Too bad that’s the exception to what we usually see: Godzilla-sized projections of performers who are strangely dwarfed and overshadowed by images of themselves. Because the cameras typically spotlight the wrong musician at the wrong time, the behemoth screen has become a distraction at best, a weird spectacle at worst. Though listeners on the lawn clearly benefit from the visuals, the screen’s placement on stage diminishes the concert experience for anyone in the formal seating area. Can nothing be done?

Finally, the 37th annual Chicago Jazz Festival continues to ignore the musical landscape it’s intended to serve.
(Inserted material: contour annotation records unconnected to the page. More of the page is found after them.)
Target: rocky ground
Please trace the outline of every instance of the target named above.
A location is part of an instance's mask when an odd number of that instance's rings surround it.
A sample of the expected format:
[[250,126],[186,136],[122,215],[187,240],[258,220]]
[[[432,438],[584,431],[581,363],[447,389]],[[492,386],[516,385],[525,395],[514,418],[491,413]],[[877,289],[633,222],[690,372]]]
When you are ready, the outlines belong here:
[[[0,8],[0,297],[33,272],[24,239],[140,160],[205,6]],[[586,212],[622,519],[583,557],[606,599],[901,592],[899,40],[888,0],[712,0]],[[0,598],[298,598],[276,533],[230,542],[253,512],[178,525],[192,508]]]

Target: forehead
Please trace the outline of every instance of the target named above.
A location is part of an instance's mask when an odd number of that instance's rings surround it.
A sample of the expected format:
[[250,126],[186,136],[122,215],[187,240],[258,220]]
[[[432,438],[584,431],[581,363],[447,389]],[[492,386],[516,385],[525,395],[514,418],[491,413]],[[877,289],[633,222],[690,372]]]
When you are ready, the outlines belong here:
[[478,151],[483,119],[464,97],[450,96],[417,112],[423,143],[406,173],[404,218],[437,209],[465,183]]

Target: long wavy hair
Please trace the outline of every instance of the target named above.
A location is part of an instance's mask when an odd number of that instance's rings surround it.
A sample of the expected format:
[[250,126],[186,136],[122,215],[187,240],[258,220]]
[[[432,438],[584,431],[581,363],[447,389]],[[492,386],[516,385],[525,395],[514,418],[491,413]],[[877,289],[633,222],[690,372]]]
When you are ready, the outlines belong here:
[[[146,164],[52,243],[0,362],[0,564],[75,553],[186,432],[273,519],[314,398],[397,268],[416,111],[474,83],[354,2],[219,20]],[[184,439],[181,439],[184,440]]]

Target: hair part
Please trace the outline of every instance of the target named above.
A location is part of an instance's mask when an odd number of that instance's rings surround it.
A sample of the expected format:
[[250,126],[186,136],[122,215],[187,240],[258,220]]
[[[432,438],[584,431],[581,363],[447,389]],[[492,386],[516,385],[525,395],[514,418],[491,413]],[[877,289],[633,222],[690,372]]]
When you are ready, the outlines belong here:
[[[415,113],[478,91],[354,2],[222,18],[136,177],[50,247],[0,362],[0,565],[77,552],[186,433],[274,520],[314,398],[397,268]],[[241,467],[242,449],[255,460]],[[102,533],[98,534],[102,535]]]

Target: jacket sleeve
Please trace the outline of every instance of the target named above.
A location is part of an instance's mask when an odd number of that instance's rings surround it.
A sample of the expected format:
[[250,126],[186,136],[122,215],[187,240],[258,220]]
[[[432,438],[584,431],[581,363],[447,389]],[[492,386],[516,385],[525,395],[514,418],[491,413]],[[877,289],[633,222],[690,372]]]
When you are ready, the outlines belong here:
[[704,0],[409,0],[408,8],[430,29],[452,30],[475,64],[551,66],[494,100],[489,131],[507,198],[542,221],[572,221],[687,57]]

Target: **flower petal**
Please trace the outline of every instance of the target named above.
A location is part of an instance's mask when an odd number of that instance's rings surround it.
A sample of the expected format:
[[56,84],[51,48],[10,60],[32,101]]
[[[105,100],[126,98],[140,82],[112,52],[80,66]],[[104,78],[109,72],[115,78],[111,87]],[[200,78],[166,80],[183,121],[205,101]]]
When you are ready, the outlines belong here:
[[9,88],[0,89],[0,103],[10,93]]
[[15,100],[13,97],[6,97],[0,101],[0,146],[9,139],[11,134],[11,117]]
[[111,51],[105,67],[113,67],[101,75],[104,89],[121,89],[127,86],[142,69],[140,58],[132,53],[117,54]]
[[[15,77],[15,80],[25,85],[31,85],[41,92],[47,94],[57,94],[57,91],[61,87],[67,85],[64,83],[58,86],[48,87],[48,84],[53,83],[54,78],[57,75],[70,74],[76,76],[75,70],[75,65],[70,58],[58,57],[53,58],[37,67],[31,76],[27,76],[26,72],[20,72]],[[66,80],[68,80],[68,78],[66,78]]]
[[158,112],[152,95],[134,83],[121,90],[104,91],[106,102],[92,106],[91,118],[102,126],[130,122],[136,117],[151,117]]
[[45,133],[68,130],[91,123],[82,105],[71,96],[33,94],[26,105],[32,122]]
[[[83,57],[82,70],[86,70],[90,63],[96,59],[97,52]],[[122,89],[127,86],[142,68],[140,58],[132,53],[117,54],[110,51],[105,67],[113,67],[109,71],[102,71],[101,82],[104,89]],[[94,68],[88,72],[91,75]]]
Rather than make the city’s clubs and concert halls a part of the festival, encouraging listeners to catch performances outside the shows at Millennium Park and the Chicago Cultural Center, the event excludes the institutions that drive Chicago’s famously robust jazz scene.

Imagine how much richer this event would be if performances were presented under the festival’s banner at the Museum of Contemporary Art, Old Town School of Folk Music, University of Chicago’s Logan Center for the Arts and other superb listening environments? Imagine how wide a range of talent we could hear if the sensibilities of an array of programmers became a part of the festival.

If World Music Festival Chicago can do it, if the Montreal International Jazz Festival can do it, why can’t Chicago’s Jazz Fest?

Why not make an already enjoyable festival better?